The 122nd Peking University Medical Humanities Forum: The Rise of Western Pharmacy in the Late Qing Dynasty and the Early Republic of China: the Case of Watsons

Lecture Information:

Time: Nov. 20, 2023 (Monday) 9:00-11:00 (Beijing Time)

Venue:Room 620, Yifu Teaching Building

Speaker:  President Zhao Yue (Hong Kong Society of Pharmacohistory)

Moderator: Associate Professor Chen Qi (School of Health Humanities, Peking University) 

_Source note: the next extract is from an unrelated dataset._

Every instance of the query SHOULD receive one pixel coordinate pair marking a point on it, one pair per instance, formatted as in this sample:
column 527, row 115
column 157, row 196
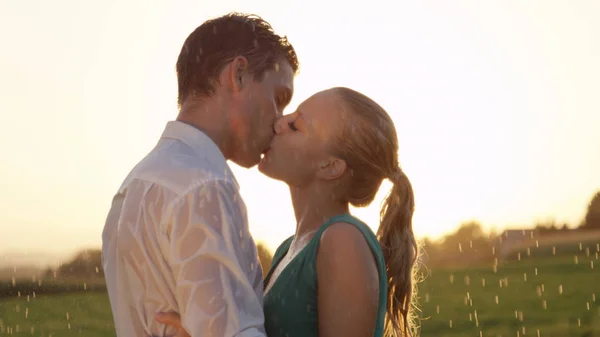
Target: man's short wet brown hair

Lecture Title: The Rise of Western Pharmacy in the Late Qing Dynasty and the Early Republic of China: the Case of Watsons



At the end of the 18th century, Western imperialist businessmen led by Britain exported opium from India to China in the name of free trade in exchange for tea, minerals and other materials. After the First Opium War, Watsons and other western pharmacies engaged in retail, wholesale and patent medicine production in China, including "opium smoking cessation drugs", cosmetics, foreign wine, soda and other fast-moving consumer goods. In 1888, Gu Songquan, a former British pharmacy employee, founded the first Western pharmacy in the Shanghai Public Concession, called the Chinese and Western Pharmacy, copying the British business model of retail, wholesale and quantitative production of prepared medicines. During the period 1909-1911, major events such as the Yangtze River flood, the plague in Northeast China, the Shanghai stock market crash and the Revolution of 1911 led to a sharp depreciation of the silver dollar in 1912, and almost none of the more than 100 retail stores owned by Watsons in the mainland were spared. In the early period of the Republic of China, due to the advantages of private enterprises in policy deduction, operating costs, Nanyang market and sales channel establishment, foreign retail and wholesale pharmaceutical industry was rapidly acquired and replaced by local entrepreneurs in the 1910-30s. After the end of the War of Resistance against Japanese Aggression, thousands of western pharmacies and more than 300 western pharmacies were registered in the "Shanghai Yellow Pages Telephone directory" in 1947, and ethnic enterprises have since become the pillar of Western pharmaceutical industry.